Le chauffeur décrit les trois hommes de type nord-africain, parlant français pour deux d'entre eux, le troisième n'ayant pas parlé. L'un portait des vêtements clairs, un autre un chapeau. Il les qualifie de calmes, tous les trois.

Les enquêteurs ont également retrouvé la trace de l'appel téléphonique ayant permis de réserver le véhicule, passé à 6h26 ce matin-là. Le numéro a été identifié, les enquêteurs déterminant par la suite qu'il a été passé via une carte prépayée au nom de David Olive Serra, fausse identité utilisée par Najim Laachraoui. C'est ce dernier qui a passé l'appel, selon les enquêteurs. L'homme demande une camionnette, précisant qu'il faut transporter "plusieurs personnes" et qu'il y a "pas mal de bagages". Un monospace lui sera proposé, ce qu'il accepte.

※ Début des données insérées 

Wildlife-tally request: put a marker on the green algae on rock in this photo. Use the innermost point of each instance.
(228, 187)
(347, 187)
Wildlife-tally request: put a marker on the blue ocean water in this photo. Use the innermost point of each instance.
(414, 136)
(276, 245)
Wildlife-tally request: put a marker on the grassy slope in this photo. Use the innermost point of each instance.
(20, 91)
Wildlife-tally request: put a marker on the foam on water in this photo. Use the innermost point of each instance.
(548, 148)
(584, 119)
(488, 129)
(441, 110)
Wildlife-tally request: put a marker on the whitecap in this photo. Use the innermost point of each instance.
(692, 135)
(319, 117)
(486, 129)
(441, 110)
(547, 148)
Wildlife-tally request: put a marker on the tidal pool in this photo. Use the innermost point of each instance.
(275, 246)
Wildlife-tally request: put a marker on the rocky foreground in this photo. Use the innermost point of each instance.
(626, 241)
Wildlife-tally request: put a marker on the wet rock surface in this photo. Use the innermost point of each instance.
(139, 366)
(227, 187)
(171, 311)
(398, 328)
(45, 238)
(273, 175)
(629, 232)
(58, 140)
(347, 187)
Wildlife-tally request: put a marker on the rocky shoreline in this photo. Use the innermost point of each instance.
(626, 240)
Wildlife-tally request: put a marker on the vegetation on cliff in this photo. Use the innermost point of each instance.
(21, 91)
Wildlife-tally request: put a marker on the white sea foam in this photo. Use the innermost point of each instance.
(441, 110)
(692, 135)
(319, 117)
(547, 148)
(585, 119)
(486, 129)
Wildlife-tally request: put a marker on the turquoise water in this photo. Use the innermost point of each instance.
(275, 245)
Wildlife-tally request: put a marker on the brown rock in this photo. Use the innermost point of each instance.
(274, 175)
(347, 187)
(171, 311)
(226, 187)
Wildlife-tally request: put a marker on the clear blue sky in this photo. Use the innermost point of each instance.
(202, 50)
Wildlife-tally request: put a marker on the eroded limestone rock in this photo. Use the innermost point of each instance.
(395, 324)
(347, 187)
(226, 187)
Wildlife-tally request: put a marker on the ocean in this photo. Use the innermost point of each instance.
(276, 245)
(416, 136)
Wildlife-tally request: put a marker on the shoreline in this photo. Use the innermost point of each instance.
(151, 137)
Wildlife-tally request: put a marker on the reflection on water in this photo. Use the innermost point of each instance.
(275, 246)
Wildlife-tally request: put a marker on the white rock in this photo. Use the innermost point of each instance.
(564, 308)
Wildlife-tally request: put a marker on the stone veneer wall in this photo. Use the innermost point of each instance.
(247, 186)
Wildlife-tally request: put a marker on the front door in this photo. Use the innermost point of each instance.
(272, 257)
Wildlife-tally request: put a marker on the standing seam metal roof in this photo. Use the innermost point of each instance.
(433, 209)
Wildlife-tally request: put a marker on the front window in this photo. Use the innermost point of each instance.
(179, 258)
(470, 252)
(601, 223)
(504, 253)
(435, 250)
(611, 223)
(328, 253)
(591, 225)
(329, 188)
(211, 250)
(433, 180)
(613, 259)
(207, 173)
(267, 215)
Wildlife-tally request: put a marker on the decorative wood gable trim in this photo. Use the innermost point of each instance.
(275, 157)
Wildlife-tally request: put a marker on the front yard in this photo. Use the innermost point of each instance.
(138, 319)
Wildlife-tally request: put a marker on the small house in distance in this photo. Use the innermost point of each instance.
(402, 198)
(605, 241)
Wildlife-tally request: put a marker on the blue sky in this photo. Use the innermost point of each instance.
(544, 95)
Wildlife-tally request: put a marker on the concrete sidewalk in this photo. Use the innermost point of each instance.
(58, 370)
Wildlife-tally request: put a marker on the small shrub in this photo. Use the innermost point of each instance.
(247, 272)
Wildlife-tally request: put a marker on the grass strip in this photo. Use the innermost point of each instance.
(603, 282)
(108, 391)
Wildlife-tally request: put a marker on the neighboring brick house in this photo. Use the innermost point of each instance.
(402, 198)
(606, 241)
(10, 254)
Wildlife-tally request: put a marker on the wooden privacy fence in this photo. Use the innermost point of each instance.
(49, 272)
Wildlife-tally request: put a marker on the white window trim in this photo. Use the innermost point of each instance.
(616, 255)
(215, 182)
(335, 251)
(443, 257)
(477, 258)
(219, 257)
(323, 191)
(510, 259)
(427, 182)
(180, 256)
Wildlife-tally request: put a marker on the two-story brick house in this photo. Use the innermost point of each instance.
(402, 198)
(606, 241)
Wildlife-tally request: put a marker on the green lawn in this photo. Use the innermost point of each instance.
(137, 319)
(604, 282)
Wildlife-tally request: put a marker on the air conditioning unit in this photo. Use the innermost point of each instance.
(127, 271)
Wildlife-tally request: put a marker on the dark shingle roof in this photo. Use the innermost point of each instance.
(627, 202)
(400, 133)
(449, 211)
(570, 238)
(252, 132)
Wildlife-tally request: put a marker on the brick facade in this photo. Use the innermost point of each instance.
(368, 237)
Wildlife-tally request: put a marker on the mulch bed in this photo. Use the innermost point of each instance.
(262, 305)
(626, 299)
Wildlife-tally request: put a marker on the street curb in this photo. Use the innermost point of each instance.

Les images de caméras, placées sur le trajet, ont également permis aux enquêteurs de trancher entre la version donnée par le chauffeur de taxi, selon lequel les trois individus étaient assis à l'arrière du véhicule, et celle de l'accusé Mohamed Abrini, qui affirme qu'Ibrahim El Bakraoui était assis à l'avant. Selon les enquêteurs, les trois individus étaient bien assis à l'arrière. Un élément important, selon les juges d'instruction, car le taximan témoigne de propos tenus par les suspects selon la place à laquelle ils étaient assis.

Le 22 mars 2016, une recherche d'explosifs, de précurseurs (soit de substances ayant servi à fabriquer des explosifs), de fibres, de poils, d'ADN, d'empreintes... est également effectuée. Cela ne donnera pas de résultat pertinent.